Il devient donc évident qu’il est temps de mettre l’État au régime et de revoir le fonctionnement de la machine, pour éviter que nous n’engloutissions davantage de milliards de dollars de l’argent des contribuables pour bien peu de résultats.
À cet effet, l’annonce d’un examen des dépenses à compter du printemps représente une timide lueur d’espoir.
En passant les dépenses des ministères et autres organes gouvernementaux au peigne fin, cet exercice pourrait — s’il est bien exécuté — permettre au gouvernement d’identifier et d’éliminer les dépenses avec le plus faible ratio coût-bénéfice.

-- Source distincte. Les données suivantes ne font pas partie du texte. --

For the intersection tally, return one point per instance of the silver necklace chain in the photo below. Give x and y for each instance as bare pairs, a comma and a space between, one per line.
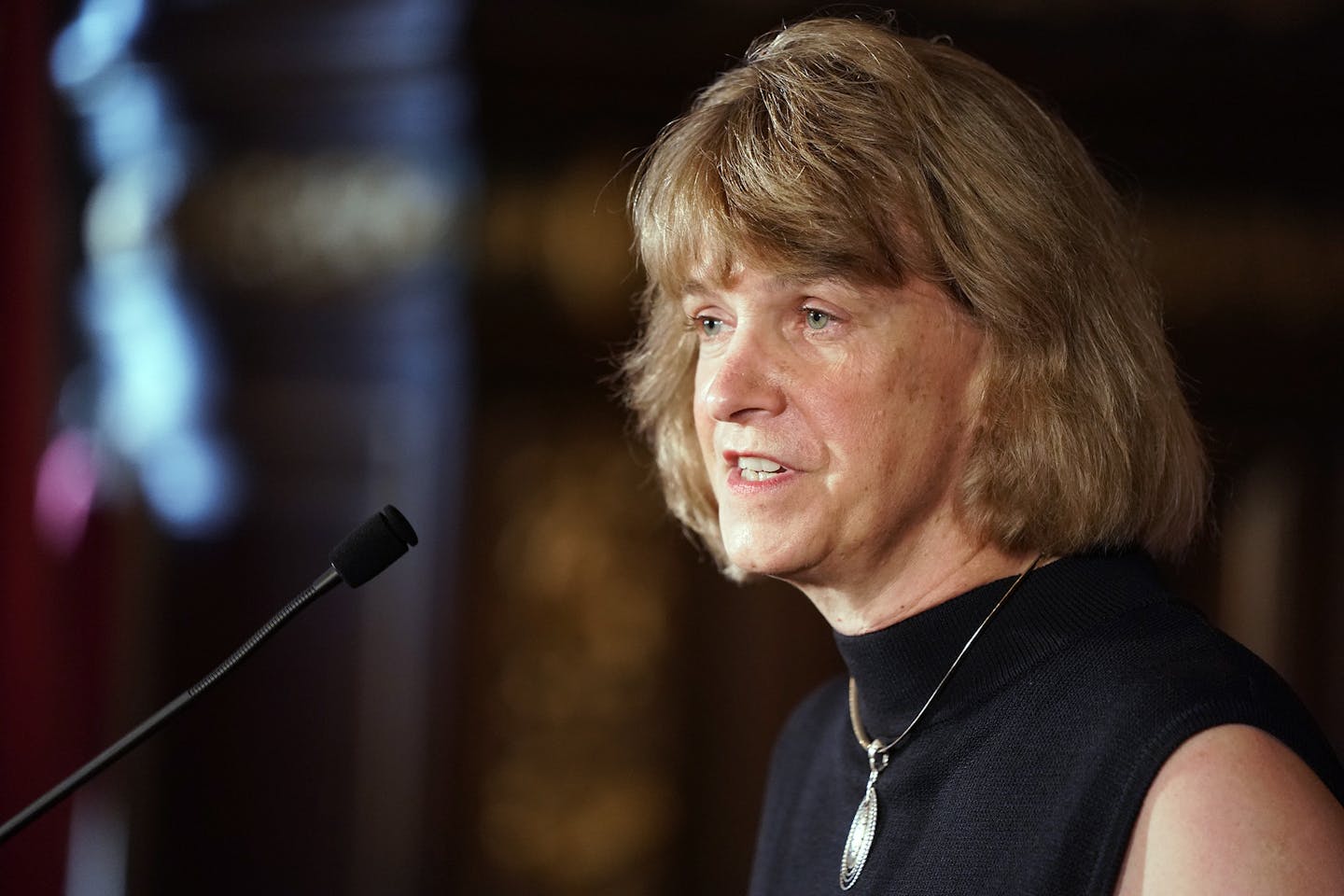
864, 825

Il permettrait aussi de se pencher sur les nombreuses subventions que le Québec verse à certains secteurs de l’économie et qui, selon ce qu’indique la recherche en économie, sont généralement peu efficaces par rapport à des mesures au niveau de l’impôt ou d’assouplissement de la réglementation.
Et il permettrait de se pencher sur la croissance du nombre de fonctionnaires sous un gouvernement qui, il y a six ans à peine, promettait aux Québécois et Québécoises d’en réduire les effectifs.
Ce genre d’exercice, bien que trop rare, n’est pas inédit. Et il a déjà fait ses preuves.
Au fédéral, après la crise financière de 2008-2009, le gouvernement de l’époque avait mis sur pieds un tel comité de révision des dépenses. Grâce à ses efforts, il avait été possible d’identifier cinq milliards de dollars en économie récurrente, aidant au retour progressif vers l’équilibre budgétaire.
Au provincial, le gouvernement Legault nous indique que nous devrions commencer à en voir les résultats dans le prochain budget.
Bien que l’on souhaite laisser la chance au coureur, nous ne pouvons pas nous empêcher de nous poser la question suivante: où est passée la responsabilité fiscale à Québec?